Après plus de 70 ans d'existence, la célèbre Librairie de France à New York, la dernière en son genre aux États-Unis, va définitivement fermer ses portes en septembre. Une page de l'histoire du français en Amérique va se tourner.

Située en plein coeur du Rockefeller Center, dans la petite rue piétonnière entre la célèbre patinoire et le chic magasin Saks Fifth Avenue, la Librairie de France est une institution à New York. Depuis 1935, la petite boutique de deux étages n'a cessé de tenir le fort de la littérature francophone aux États-Unis.

 

Si le rez-de-chaussée est encore bien garni de livres, les nombreuses étagères vides et poussiéreuses du sous-sol témoignent que les jours de la Librairie de France sont comptés. La mort dans l'âme, le propriétaire de la boutique, Emanuel Molho, s'est en effet résigné à fermer en septembre.

La principale raison? L'augmentation vertigineuse du prix du bail. «Le loyer est énorme ici.

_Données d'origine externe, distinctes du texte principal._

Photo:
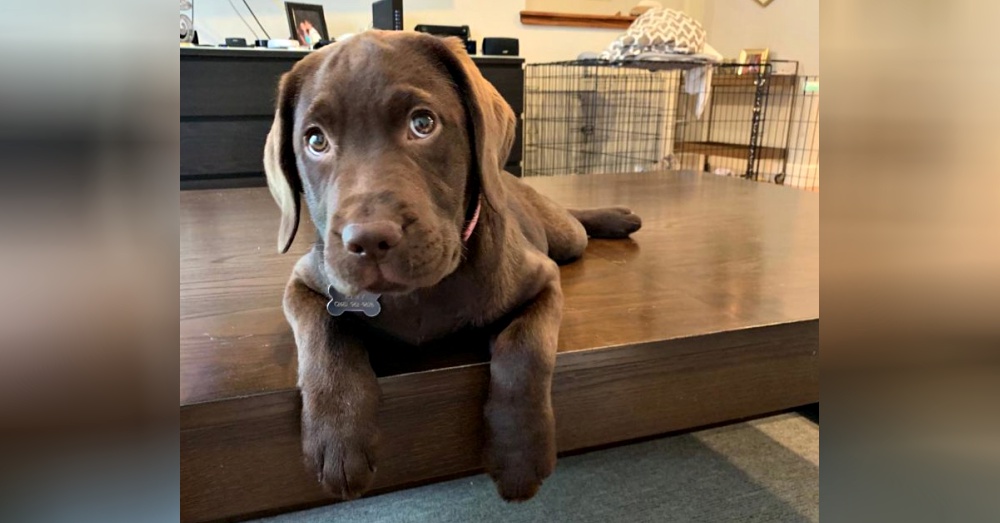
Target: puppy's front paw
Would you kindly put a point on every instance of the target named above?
(343, 459)
(520, 453)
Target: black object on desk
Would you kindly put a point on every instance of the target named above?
(227, 105)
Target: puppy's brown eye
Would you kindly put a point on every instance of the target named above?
(316, 140)
(422, 123)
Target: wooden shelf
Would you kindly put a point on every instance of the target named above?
(776, 80)
(575, 20)
(729, 150)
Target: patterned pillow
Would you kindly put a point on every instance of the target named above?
(658, 30)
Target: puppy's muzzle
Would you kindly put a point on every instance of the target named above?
(372, 240)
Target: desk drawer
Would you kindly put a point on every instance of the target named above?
(231, 87)
(224, 147)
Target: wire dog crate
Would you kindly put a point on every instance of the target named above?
(758, 121)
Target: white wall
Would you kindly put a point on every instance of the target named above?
(215, 20)
(789, 28)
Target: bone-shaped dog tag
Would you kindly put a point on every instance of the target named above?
(366, 303)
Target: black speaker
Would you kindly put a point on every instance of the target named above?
(388, 14)
(500, 46)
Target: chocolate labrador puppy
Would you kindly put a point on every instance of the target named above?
(397, 145)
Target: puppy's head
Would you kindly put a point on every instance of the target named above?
(394, 139)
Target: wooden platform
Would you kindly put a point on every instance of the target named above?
(729, 150)
(710, 314)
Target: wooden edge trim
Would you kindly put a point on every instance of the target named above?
(576, 20)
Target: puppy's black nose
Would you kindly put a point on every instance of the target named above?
(371, 238)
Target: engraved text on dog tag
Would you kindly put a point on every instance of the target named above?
(365, 302)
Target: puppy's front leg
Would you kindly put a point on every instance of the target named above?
(340, 393)
(521, 442)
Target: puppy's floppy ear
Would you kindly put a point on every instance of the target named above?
(279, 160)
(492, 121)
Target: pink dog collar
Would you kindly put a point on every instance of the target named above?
(472, 223)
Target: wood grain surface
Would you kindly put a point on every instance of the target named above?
(710, 313)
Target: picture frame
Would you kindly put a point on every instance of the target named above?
(306, 23)
(751, 60)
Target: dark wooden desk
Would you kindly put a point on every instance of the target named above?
(710, 314)
(227, 104)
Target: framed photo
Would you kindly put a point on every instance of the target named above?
(752, 58)
(306, 23)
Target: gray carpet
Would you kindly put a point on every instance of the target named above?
(765, 470)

On payait déjà 1000$ par jour et là, le nouveau bail va passer à 1 million de dollars par année», précise Emanuel Molho assis dans son bureau exigu du sous-sol.

La librairie qui n'était déjà plus rentable ne peut évidemment pas absorber cette hausse de près de 300%. «Cela fait déjà des années que je ne me verse plus de salaire», plaide dans un français impeccable le propriétaire qui est pourtant d'origine juive espagnole.

Outre la hausse faramineuse du prix du bail, la librairie doit également faire face à la concurrence de l'internet et au déclin de l'intérêt pour le français aux États-Unis. Quand il a commencé à travailler à la librairie fondée par son père, «c'était chic de parler français à New York, se remémore le libraire. Aujourd'hui, plus personne ne lit en français», déplore-t-il.

Durant son âge d'or dans les années 50 et 60, la librairie faisait venir deux tonnes de livres par bateau par semaine. Ces dernières années, les importations se comptaient toutefois plus en grammes qu'en tonnes. «Je me souviens que l'on vendait 3000 exemplaires du prix Goncourt chaque année. Aujourd'hui, je n'en commande que quelques dizaines qui restent pour la plupart sur les tablettes», concède-t-il.

Au consulat de France de New York, l'annonce de la fermeture a donc été accueillie sans grande surprise, admet Amaury Laporte, responsable des communications pour les questions culturelles. «Nous sommes par contre déçus parce que nous avons essayé de trouver une solution sans y parvenir», ajoute-t-il.

Le déclin de la Librairie de France n'est pas nouveau. La maison d'édition qui lui été affiliée et qui avait notamment publié des auteurs comme Raymond Aron et André Maurois durant la Deuxième Guerre mondiale a imprimé son dernier livre il y a déjà bien longtemps. Quant aux deux autres succursales de la librairie, celles de Los Angeles et du sud de Manhattan, elles ont toutes deux disparu au cours des années 90. Aujourd'hui, la fermeture de la maison mère est toutefois beaucoup plus douloureuse pour Emanuel Molho.

Sortant un cahier Livres jauni de La Presse de 1997 présentant un article sur sa librairie intitulé Le jardin secret des élites francophiles, le septuagénaire ne cache pas qu'il va lui être difficile de tourner la page. Fondée par son père et employant aujourd'hui son fils et sa fille, la Librairie de France est intimement liée à sa vie.

Désormais, seule sa fille compte continuer à travailler dans la distribution de livres pour les écoles qui enseignent le français aux États-Unis. Mais, signe des temps, elle va le faire devant un écran d'ordinateur, par l'entremise de l'internet. Quant à Emanuel Molho, il va devoir se trouver un nouveau passe-temps. «Je ne sais pas ce que je vais faire, j'ai toujours travaillé à la librairie six jours sur sept», s'inquiète-t-il.